CPI adjustment • The base rent is $1,365,000, which is based on current rent price. • Current rent prices for A and B are lower than the market rent price because they are older leases. • Rent prices are usually adjusted based on CPI; but this adjustment is usually partial (50% here). • Thus for Year 1, we would expect a 2% (50% of 4% CPI) adjustment for older leases: A and B. • The lease for C is just signed, its rent price is set to the current market price: $15 / sf. • Since this is a new lease, there would be no CPI adjustment for C in Year 1.

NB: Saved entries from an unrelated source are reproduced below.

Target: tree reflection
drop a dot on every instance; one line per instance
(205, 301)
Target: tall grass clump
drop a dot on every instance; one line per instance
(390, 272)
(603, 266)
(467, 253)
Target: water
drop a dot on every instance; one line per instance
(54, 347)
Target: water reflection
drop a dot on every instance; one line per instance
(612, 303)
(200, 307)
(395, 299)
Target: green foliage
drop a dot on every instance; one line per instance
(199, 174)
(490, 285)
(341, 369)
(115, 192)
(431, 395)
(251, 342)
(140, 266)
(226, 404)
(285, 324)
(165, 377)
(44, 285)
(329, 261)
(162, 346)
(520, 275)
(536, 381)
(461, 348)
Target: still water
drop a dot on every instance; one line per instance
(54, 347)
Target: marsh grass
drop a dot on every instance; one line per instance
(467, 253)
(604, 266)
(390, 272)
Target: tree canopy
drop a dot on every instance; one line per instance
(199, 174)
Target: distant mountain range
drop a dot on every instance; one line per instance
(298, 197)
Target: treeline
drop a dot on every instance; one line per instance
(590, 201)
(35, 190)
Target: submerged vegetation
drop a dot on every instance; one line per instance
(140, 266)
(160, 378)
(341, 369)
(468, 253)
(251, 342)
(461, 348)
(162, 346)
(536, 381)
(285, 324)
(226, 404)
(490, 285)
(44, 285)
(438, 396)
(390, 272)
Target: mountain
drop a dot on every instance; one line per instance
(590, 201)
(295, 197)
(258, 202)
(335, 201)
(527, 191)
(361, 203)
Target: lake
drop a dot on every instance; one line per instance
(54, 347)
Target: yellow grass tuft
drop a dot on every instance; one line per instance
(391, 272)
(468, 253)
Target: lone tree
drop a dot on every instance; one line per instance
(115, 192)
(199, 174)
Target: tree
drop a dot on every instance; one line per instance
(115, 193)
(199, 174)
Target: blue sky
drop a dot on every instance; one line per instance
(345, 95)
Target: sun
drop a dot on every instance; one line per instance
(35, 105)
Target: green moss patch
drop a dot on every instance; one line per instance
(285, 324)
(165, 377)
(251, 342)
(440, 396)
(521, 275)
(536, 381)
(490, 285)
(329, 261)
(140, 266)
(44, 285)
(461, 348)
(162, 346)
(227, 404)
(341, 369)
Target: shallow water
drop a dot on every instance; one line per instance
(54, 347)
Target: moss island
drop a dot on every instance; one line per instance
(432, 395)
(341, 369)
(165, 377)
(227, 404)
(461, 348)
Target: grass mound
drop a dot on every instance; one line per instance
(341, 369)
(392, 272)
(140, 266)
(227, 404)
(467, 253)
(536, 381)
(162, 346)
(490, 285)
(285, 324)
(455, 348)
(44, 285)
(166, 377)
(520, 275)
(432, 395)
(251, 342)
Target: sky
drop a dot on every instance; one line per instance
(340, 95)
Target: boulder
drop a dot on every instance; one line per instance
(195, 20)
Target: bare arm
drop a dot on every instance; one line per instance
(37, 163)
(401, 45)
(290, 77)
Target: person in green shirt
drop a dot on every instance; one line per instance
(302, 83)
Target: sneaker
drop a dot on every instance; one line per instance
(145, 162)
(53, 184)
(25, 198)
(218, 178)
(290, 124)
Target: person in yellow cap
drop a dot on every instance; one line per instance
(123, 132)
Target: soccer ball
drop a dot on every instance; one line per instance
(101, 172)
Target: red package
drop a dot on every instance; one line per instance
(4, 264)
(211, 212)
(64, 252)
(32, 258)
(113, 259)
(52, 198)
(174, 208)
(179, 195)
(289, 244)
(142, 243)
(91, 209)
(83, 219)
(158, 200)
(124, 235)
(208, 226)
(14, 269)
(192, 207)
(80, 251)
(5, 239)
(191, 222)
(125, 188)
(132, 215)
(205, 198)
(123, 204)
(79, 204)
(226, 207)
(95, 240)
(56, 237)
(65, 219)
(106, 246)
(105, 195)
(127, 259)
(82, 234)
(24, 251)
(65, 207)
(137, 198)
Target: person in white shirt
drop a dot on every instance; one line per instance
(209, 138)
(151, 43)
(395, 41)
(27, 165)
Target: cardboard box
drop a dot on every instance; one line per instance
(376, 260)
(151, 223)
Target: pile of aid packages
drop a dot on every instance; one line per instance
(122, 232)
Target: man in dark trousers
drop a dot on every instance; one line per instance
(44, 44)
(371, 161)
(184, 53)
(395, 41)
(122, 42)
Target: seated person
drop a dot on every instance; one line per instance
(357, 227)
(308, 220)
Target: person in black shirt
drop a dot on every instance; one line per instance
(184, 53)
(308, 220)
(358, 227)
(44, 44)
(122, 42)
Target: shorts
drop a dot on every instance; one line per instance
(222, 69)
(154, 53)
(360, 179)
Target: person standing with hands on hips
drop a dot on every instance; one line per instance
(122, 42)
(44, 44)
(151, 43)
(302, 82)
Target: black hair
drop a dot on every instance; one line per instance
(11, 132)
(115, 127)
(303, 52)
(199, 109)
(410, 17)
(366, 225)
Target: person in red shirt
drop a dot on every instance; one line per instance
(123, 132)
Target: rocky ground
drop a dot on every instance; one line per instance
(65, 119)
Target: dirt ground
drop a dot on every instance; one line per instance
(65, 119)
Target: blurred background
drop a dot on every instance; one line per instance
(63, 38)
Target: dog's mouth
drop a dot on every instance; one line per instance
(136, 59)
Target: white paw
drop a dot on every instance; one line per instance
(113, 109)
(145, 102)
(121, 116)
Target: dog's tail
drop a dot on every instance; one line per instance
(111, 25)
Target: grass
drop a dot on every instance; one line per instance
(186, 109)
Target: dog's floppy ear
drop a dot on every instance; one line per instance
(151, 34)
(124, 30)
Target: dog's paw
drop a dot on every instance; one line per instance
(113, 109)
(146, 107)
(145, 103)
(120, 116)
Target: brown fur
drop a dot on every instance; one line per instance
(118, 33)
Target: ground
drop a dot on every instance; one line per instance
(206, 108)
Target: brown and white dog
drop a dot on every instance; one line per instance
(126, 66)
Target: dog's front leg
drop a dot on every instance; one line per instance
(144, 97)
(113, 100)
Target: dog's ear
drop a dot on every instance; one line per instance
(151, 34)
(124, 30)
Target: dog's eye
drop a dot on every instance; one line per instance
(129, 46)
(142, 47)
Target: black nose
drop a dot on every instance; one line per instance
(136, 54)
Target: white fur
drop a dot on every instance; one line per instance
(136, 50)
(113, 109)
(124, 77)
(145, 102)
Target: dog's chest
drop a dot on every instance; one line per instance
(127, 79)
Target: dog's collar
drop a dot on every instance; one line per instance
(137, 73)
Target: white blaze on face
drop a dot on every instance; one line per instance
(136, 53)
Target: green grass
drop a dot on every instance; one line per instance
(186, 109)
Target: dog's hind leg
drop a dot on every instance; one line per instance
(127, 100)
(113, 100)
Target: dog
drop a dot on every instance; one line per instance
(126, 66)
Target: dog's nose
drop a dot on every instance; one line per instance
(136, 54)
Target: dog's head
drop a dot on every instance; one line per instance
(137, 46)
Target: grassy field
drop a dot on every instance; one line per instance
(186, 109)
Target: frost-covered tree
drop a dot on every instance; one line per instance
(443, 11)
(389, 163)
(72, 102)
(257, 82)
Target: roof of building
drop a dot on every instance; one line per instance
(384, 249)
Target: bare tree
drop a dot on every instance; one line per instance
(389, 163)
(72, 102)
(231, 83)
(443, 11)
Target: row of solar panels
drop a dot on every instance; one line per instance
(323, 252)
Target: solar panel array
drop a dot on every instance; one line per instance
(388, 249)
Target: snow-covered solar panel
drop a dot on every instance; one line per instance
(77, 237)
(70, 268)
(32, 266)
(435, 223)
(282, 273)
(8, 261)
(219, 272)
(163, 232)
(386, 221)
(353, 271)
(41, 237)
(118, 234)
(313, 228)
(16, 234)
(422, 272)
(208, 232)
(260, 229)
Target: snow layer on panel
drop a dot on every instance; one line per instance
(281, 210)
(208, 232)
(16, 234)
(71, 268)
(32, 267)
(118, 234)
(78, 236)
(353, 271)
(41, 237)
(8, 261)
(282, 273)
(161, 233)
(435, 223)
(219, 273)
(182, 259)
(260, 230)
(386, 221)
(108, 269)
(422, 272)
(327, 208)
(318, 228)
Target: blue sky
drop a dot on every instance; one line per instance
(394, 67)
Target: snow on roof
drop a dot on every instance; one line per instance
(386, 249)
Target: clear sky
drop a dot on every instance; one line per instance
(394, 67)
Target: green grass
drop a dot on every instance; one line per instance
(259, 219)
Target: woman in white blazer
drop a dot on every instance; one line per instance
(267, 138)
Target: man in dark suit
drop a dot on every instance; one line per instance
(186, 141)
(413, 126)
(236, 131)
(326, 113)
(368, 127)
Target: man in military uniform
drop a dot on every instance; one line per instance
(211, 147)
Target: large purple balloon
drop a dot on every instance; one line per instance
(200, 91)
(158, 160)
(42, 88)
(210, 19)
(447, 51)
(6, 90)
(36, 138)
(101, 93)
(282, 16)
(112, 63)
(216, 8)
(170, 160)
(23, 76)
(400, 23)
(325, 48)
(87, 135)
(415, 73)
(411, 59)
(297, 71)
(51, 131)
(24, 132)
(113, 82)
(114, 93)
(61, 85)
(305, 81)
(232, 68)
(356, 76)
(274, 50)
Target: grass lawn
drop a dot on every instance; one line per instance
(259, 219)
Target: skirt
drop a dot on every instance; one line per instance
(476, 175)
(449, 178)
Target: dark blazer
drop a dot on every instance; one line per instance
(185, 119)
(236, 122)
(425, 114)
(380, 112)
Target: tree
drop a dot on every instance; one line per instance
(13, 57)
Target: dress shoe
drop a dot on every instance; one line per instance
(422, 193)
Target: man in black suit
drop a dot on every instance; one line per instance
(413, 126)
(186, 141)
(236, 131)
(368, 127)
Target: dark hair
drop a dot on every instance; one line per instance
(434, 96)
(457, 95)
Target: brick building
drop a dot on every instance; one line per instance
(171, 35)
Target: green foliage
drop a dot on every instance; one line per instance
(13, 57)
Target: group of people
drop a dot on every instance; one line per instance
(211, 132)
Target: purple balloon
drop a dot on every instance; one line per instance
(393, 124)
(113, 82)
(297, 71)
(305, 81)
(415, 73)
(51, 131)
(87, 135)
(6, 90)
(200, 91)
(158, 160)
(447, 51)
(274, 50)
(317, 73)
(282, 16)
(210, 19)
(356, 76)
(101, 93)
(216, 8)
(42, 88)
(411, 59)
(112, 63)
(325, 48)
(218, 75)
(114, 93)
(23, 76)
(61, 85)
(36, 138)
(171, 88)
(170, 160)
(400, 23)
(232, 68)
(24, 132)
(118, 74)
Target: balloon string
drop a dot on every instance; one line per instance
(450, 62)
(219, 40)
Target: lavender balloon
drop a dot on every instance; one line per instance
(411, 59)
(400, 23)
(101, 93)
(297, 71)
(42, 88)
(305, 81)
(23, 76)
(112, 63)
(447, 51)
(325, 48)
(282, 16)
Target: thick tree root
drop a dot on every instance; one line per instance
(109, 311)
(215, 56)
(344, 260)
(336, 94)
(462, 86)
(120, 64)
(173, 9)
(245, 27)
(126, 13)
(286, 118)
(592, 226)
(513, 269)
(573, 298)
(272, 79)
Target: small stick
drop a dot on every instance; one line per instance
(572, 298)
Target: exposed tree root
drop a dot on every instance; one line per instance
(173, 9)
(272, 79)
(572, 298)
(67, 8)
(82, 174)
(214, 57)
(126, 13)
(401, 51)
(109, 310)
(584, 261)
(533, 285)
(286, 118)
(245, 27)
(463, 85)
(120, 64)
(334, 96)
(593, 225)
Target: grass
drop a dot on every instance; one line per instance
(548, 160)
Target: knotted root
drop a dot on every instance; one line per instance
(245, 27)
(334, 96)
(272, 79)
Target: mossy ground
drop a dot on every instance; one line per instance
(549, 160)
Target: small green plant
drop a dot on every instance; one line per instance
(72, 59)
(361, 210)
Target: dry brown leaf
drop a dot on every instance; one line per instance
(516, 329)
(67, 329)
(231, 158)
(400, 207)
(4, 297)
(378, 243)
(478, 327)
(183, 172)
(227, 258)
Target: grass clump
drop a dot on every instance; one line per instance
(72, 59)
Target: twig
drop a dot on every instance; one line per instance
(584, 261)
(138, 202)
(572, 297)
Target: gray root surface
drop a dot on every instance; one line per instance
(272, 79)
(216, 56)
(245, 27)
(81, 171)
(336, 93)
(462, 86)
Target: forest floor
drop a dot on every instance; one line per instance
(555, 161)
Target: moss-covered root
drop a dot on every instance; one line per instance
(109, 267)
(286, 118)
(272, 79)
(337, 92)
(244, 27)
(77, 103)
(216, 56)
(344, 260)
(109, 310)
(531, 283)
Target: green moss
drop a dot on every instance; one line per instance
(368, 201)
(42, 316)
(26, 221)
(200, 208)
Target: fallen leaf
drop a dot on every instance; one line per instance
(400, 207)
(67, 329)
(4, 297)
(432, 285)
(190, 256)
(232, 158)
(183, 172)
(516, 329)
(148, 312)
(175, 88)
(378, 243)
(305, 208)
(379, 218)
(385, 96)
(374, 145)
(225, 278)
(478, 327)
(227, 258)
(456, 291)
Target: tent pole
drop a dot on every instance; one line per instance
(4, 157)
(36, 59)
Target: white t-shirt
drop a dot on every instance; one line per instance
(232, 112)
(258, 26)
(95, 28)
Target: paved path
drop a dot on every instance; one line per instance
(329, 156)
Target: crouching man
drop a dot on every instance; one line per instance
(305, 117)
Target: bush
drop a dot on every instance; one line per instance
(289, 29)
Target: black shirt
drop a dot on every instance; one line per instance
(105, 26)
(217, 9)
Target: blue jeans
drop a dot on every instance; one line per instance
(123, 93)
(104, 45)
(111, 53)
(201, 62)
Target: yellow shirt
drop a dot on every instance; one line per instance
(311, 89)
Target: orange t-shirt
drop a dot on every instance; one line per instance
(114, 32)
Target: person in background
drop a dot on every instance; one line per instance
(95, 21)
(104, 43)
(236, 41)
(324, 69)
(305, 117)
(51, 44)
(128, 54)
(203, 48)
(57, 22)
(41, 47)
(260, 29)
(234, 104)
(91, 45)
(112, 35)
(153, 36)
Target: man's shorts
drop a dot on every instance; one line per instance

Expense reimbursements as another source of income • Expense stop: a clause often found in commercial leases that requires landlords to pay property operating expenses up to a specified amount and tenants to pay the expenses beyond that amount. • Expense stop is usually stated in per sf amount. • For example, if the expense stop is $4.25 / sf and the current expense is $4.5 / sf, the tenant must pay the landlord 25 cents / sf as an expense reimbursement (income to the landlord). • Suppose that expense reimbursement estimates for Year 1-6 are 33500, 44396, 70625, 15256, 19189, and 19670.
Formula for PGI • Base income + CPI adj. + Expected reimbursement = Potential (gross) income (PGI)
Discounting NOI • Note that NOI is a before-tax cash flow. • Thus, when we assign a discount rate to discount NOI, this must be a before-tax discount rate. • Suppose that the investor requires a before-tax discount rate of 12%. • Note that this discount rate is somewhat individual-specific; some investors have higher costs of capital than the others.
The terminal market value • For an NPV analysis, we need to know the terminal market value at the end of 5-year horizon. • V5 = NOI6 / R5, where R5 is going-out cap rate. Suppose the going-out cap rate is expected to be 10%. • Note that the going-out cap rate is determined in the market; not individual-specific. • V5 = NOI6 / R5 = 1061778 / 0.1 = $10,617,780.
Decision • Would you purchase the building?
Other cash flows/discount rates • The previous example does not take taxes into consideration. • One of course can use after-tax cash flows for the basis for DCF. • If so, the discount rate needs to be a after-tax one. • For this, see Chapter 11, Brueggeman and Fisher (2008).
Profitability ratios • Going-in capitalization rate R0 = NOI1 / V0 = 923650 / 9000000 = 10.26%. • Net income multiplier (NIM) = V0 / NOI1 = 9000000 / 923650 = 9.74. • Gross income multiplier (GIM) = V0 / EGI1 = 9000000 / 1421000 = 6.33.
Financial risk ratios • These ratios try to measure the income-producing ability to meet operating and financial obligations. • Operating expense ratio (OER) = operating expenses / EGI; for year 1, OER = 497350 / 1421000 = 35.00%. • Loan-to-value (LTV) ratio = mortgage balance / acquisition price (V0).
Pros and cons of financial ratios • Easy to calculate and communicate. • Their calculations are usually based on a single year’s numbers; they tend not to consider future cash flows. • They do not have a formal decision rule.